El golpe más reciente fue la goleada sufrida ante Estudiantes en la Copa Argentina. Sin embargo, el malestar venía creciendo desde antes. La eliminación en las semifinales del Torneo Apertura, la pérdida del primer puesto en su grupo de Copa Libertadores y algunas actuaciones que no convencieron al público fueron debilitando la figura del entrenador.
Lo llamativo es que los números no reflejan una crisis profunda. Almirón consiguió una importante cantidad de puntos y mantuvo a Central en puestos competitivos durante buena parte de la temporada. Sin embargo, en el fútbol muchas veces los resultados no alcanzan cuando el funcionamiento no convence y las derrotas llegan en los momentos decisivos.
A eso se sumaron versiones sobre tensiones dentro del vestuario. La salida del experimentado defensor Carlos Quintana encendió algunas alarmas. El zaguero reconoció públicamente diferencias con el entrenador y dejó frases que expusieron un desgaste interno que ya no podía ocultarse.
Con la salida de Almirón prácticamente encaminada, Rosario Central se prepara para iniciar una nueva etapa. Por el momento no surgieron candidatos firmes para reemplazarlo y la dirigencia trabaja con total hermetismo en la búsqueda del próximo conductor.
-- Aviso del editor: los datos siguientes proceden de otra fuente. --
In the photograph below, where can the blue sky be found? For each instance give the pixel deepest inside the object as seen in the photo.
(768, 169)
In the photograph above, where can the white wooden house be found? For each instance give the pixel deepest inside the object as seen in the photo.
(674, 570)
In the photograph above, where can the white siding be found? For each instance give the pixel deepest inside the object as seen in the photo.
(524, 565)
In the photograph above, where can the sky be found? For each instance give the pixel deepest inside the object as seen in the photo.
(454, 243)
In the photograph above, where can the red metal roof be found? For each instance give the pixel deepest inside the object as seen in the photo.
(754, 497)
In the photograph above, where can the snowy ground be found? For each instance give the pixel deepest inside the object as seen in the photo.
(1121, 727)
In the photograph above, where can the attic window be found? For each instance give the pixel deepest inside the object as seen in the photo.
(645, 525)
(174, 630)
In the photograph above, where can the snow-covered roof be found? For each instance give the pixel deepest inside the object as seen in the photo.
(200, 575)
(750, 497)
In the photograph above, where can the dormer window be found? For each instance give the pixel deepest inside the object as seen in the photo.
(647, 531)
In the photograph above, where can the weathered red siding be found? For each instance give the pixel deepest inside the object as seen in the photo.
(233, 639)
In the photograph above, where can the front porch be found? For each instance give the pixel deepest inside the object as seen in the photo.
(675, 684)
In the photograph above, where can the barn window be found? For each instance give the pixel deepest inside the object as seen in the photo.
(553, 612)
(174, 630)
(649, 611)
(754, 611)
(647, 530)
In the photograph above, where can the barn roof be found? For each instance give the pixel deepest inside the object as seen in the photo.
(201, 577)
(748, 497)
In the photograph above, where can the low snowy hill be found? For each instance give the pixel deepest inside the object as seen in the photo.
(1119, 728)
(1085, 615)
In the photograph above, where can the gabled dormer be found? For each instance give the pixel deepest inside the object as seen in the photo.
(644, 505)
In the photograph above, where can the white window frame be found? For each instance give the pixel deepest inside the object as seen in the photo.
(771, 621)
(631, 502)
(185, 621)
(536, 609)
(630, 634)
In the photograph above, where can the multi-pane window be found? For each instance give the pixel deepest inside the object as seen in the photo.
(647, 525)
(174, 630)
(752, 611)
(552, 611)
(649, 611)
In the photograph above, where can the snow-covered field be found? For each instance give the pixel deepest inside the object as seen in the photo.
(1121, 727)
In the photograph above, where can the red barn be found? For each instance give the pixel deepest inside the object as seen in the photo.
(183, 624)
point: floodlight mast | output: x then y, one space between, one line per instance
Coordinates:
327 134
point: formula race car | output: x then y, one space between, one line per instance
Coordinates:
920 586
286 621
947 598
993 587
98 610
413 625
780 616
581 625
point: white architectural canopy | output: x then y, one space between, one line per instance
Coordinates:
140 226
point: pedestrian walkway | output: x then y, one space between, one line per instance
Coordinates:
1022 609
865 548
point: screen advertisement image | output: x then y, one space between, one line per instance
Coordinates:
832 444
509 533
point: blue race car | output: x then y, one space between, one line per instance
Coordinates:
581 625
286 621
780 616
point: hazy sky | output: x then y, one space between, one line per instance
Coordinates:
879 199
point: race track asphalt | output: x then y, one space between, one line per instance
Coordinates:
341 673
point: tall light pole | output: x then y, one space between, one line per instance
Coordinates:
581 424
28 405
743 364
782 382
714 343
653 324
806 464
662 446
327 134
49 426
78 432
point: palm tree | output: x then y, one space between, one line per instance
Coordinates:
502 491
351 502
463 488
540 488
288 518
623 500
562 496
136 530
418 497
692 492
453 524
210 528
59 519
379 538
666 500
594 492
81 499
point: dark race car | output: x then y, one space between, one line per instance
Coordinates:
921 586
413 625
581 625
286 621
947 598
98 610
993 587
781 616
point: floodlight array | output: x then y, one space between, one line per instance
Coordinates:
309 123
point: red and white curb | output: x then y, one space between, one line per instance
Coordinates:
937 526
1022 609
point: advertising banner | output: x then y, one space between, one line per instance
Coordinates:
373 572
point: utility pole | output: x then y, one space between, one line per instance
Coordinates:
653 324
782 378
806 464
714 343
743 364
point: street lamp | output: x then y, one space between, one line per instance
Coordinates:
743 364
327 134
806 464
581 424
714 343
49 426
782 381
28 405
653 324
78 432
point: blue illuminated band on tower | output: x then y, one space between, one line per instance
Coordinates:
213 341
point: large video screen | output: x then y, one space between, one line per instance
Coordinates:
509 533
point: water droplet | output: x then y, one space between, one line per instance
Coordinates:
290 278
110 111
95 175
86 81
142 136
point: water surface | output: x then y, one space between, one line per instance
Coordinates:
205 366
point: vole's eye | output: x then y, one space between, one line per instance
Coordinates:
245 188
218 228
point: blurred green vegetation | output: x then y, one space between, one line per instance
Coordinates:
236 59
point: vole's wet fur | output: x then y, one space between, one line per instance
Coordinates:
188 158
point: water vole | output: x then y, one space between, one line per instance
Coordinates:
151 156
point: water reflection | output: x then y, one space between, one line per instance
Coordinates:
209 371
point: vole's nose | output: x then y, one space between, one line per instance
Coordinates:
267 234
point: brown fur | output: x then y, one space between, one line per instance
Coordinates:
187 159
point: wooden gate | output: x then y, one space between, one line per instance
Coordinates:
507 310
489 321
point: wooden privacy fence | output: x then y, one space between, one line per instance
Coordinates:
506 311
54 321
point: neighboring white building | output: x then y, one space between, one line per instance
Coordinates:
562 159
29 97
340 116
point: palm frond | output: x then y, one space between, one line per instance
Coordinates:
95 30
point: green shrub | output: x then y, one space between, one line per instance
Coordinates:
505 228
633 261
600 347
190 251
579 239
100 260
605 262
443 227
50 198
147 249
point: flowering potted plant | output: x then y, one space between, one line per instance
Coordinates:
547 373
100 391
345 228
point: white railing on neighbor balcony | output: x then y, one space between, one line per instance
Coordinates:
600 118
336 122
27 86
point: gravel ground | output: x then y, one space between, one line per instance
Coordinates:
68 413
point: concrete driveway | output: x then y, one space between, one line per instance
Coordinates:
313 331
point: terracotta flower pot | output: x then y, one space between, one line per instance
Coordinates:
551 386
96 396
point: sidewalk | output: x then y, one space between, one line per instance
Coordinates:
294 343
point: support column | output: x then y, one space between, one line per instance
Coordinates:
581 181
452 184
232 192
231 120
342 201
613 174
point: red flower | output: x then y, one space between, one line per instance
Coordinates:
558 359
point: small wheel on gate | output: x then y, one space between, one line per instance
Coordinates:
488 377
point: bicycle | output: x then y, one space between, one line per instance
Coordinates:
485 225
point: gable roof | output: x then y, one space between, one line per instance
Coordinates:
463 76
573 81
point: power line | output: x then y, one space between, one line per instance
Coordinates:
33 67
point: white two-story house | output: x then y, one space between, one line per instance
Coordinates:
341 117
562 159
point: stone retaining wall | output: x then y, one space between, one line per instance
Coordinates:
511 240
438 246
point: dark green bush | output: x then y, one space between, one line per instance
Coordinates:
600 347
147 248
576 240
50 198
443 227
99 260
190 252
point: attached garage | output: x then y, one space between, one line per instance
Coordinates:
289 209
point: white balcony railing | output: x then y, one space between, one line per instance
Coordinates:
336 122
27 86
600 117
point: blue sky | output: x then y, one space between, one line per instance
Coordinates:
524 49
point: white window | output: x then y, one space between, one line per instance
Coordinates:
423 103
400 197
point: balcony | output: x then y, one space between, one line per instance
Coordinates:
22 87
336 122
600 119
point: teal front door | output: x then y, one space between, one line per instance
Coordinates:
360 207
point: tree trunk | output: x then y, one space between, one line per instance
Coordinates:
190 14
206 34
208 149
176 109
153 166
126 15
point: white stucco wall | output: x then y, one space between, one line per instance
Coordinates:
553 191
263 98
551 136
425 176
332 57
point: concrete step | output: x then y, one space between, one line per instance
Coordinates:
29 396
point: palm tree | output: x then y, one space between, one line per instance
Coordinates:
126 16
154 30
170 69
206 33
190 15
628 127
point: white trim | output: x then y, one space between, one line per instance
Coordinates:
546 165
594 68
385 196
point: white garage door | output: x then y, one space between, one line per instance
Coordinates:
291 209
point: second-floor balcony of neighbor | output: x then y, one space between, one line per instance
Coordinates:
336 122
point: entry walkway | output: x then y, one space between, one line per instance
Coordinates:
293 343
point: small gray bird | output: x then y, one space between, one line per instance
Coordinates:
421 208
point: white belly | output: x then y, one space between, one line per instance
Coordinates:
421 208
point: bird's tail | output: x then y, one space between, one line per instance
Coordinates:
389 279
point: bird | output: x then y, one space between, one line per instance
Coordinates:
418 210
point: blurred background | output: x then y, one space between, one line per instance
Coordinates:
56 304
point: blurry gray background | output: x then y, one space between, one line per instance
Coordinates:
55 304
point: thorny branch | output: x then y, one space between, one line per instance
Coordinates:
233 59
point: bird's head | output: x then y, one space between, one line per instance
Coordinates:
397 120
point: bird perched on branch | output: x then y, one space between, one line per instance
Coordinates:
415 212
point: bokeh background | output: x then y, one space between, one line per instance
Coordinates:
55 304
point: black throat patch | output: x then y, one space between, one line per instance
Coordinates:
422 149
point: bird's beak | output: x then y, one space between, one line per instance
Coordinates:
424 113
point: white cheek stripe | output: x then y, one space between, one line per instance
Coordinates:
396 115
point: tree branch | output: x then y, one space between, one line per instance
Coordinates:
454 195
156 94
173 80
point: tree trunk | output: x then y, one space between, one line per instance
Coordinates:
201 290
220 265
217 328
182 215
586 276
Mientras tanto, en Arroyito ya se respira clima de cambio. El equipo deberá rearmarse para afrontar la segunda parte del año y recuperar la ilusión de una hinchada que esperaba mucho más de un plantel armado para pelear en todos los frentes.
Aunque resta la confirmación oficial, todo indica que el ciclo de Jorge Almirón llegó a su estación final. Y Rosario Central vuelve a mirar hacia adelante en busca de un nuevo comienzo.